Das ist echt ein ordentliche Zahl. Das wußte ich nicht.
Und wie gesagt ist es auch nicht meine Intention gewesen alles an der DDR schlecht zu machen.


----------



## Nightslaver (22. April 2019)

*AW: Die EU subventioniert osteuropäische Autokraten*



Don-71 schrieb:


> Ich hoffe für dich persönlich, dass du damit ausschließlich und abstrakt die Wirtschafttheorie meinst, der angewandte Sozialismus weltweit auch in gerade in der DDR, war ein Unterdrückungssystem, das alle Menschen und Freiheitsrechte mit Füßen getreten hat! Die Menschen in DDR haben ja mit ihren Füßen bis 1960 sehr eindeutig abgestimmt, welches System sie besser fanden, obwohl ja zu der Zeit noch Ullrich mit nach deiner Meinung dem wesentlich besseren wirtschafzssozialismus an der Macht war!
> 
> Wer dem mal existierenden sozialismus so wie er angewandt wurde das Wort redet, spuckt auf sämtliche Grundregeln unseres GG!



Natürlich meine ich die Wirtschaftstheorie, davon rede ich doch schließlich schon seit geraumen Seiten, nicht über das diktatorische System das sich dahinter versteckt hat.

Ulbricht war (ohne ihn grundsätzlich in Schutz nehmen zu wollen) eigentlich ehr pragmatisch veranlagter Reformer, nicht ganz so ein vernagelter Idiologe wie es Honecker später war. Die Probleme, die unter anderem auch zu den Ereignissen von 1953 geführt haben waren auch nicht zuletzt durch Moskau verschuldet, welches völlig absurde Forderungen bzgl. der Aufrüstung & Schwerindustrie an die DDR gestellt hat.
Es nützt halt nichts, wie im Fall von Ulbricht durchaus offen für Reformen und Pragmatismus bist, wenn du den "großen Bruder" immer im Rücken hast, der dir sagt was letztlich zu machen & liefern ist.


----------



## Threshold (22. April 2019)

*AW: Die EU subventioniert osteuropäische Autokraten*



Headcrash schrieb:


> Ich kenne sonst nur Trabi, Wartburg, Robotron und Rotkäppchen Sekt. Letzterer ist heute noch erfolgreich!
> 
> Edit: Die "Thüringer Bratwurst" natürlich auch.
> 
> Ich wollte auch keineswegs alles an der ehemaligen DDR schlecht machen. Schon gar nicht am Volke.

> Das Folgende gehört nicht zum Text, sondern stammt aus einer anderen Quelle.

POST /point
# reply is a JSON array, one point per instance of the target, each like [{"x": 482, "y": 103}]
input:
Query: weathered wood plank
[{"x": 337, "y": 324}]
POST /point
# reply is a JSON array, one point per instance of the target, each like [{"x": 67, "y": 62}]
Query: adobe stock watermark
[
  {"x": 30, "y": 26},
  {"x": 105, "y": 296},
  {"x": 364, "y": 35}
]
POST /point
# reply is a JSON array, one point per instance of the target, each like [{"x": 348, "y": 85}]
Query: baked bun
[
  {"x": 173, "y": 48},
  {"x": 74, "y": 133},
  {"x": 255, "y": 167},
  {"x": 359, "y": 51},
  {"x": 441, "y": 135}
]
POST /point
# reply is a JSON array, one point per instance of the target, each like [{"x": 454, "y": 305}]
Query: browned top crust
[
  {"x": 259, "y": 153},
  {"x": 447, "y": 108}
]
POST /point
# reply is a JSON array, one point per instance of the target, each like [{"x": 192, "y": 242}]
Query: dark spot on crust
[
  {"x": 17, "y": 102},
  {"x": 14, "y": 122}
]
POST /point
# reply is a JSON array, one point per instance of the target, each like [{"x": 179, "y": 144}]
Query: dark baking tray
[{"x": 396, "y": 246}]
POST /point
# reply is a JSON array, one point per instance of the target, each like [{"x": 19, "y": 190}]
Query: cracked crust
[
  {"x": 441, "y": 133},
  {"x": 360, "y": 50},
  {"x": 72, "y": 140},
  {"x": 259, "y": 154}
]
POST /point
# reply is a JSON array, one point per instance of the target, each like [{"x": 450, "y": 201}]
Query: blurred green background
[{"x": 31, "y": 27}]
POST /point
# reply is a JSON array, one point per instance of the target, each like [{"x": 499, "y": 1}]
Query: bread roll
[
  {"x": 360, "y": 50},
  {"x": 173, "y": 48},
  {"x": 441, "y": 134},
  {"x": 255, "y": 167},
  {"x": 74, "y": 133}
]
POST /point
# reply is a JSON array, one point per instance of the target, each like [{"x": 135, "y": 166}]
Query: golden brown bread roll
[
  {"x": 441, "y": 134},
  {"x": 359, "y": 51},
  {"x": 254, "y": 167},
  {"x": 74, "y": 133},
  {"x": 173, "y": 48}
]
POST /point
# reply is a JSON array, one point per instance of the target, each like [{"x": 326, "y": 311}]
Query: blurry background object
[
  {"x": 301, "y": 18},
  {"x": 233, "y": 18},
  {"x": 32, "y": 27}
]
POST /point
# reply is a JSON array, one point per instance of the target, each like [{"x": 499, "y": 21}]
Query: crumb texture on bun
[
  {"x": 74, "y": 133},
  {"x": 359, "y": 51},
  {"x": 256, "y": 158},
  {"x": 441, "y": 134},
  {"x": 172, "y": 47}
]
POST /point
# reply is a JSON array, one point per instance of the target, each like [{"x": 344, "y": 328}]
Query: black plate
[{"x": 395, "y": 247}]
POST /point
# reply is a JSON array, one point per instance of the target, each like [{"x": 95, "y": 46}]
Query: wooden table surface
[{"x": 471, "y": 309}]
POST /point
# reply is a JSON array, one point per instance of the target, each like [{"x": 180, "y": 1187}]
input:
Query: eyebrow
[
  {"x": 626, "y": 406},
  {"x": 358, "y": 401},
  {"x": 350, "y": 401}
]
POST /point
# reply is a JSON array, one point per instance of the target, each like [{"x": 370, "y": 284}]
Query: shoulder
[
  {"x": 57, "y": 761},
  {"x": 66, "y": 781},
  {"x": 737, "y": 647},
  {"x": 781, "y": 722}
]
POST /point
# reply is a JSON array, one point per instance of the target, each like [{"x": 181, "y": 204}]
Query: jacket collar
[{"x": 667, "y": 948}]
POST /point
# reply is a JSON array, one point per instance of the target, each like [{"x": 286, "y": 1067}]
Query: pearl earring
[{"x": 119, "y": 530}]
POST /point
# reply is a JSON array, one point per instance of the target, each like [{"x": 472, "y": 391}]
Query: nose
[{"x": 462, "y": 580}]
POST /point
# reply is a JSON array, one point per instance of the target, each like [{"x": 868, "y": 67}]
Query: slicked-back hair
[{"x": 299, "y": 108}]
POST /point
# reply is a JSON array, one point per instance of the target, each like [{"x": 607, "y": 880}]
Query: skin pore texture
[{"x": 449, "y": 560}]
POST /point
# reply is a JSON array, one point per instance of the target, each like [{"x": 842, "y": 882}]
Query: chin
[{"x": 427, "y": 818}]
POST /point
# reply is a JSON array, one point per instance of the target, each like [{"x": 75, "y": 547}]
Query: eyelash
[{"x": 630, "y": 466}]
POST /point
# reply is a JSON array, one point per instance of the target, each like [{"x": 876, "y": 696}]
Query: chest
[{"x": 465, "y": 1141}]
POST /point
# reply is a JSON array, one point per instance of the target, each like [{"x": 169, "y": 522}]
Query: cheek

Ich kenne viele Ostdeutsche mit denen ich super klarkomme.



Kennst du Foron?
Das war eine Marke für Kühlschränke aus der DDR. 
Die waren die ersten, die einen FCKW freien Kühlschrank anboten und wurden damals von den großen Herstellern belächelt und nieder geknüppelt.
Heute sind FCKW freie Kühlschränke Standard.


----------



## Nightslaver (23. April 2019)

*AW: Die EU subventioniert osteuropäische Autokraten*



Threshold schrieb:


> Kennst du Foron?
> Das war eine Marke für Kühlschränke aus der DDR.
> Die waren die ersten, die einen FCKW freien Kühlschrank anboten und wurden damals von den großen Herstellern belächelt und nieder geknüppelt.
> Heute sind FCKW freie Kühlschränke Standard.



Oder die Glühbirnen von Narva, die es auf ein vielfaches der Lebensdauer von Glühbirnen aus dem Westen brachten.
Glaube die letzten 3 Narva Glühbirnen (Wohnstube, Küche, Flur), die meine Oma kurz nach der Wende eingesetzt hatte gingen irgendwann um 2002 - 2005 kaputt und waren auch nicht schlechter (in Leuchtkraft & Leistung) als westliche Nachwendemodelle. 

Da soll noch einer sagen das es im Westen keine absichtliche Begrenzung der Leuchtdauer gab.


----------



## wuselsurfer (23. April 2019)

*AW: Die EU subventioniert osteuropäische Autokraten*



Headcrash schrieb:


> Dann nenne mir doch mal ein paar von den achso guten Produkten.


 SKR 700, der halbe Quelle-Katalog, privileg, Kinderwagen, Kühlschränke von dkk, Linsen aus Jena, Herrenanzüge, Möbel, ... und jeder 3. Golf- / Poloscheinwerfer.

Die Scheinwerfer hab ich teils persönlich ausgemessen im größten Scheinwerferwerk Europas.
Preis: 179.- M der DDR.

Vergütung von VW: 18,60 DM.
Ja, so nett war Westdeutschland. 

Von den erwirtschafteten 280.000.000 DM haben wir keine einzige DM im Werk gesehen.



Nightslaver schrieb:


> Natürlich meine ich die Wirtschaftstheorie,  davon rede ich doch schließlich schon seit geraumen Seiten, nicht über  das diktatorische System das sich dahinter versteckt hat.


 Das hat keinen Zweck.
Wer die Philosophie nicht begriffen hat, dem kannst Du sie auch nicht einprügeln. 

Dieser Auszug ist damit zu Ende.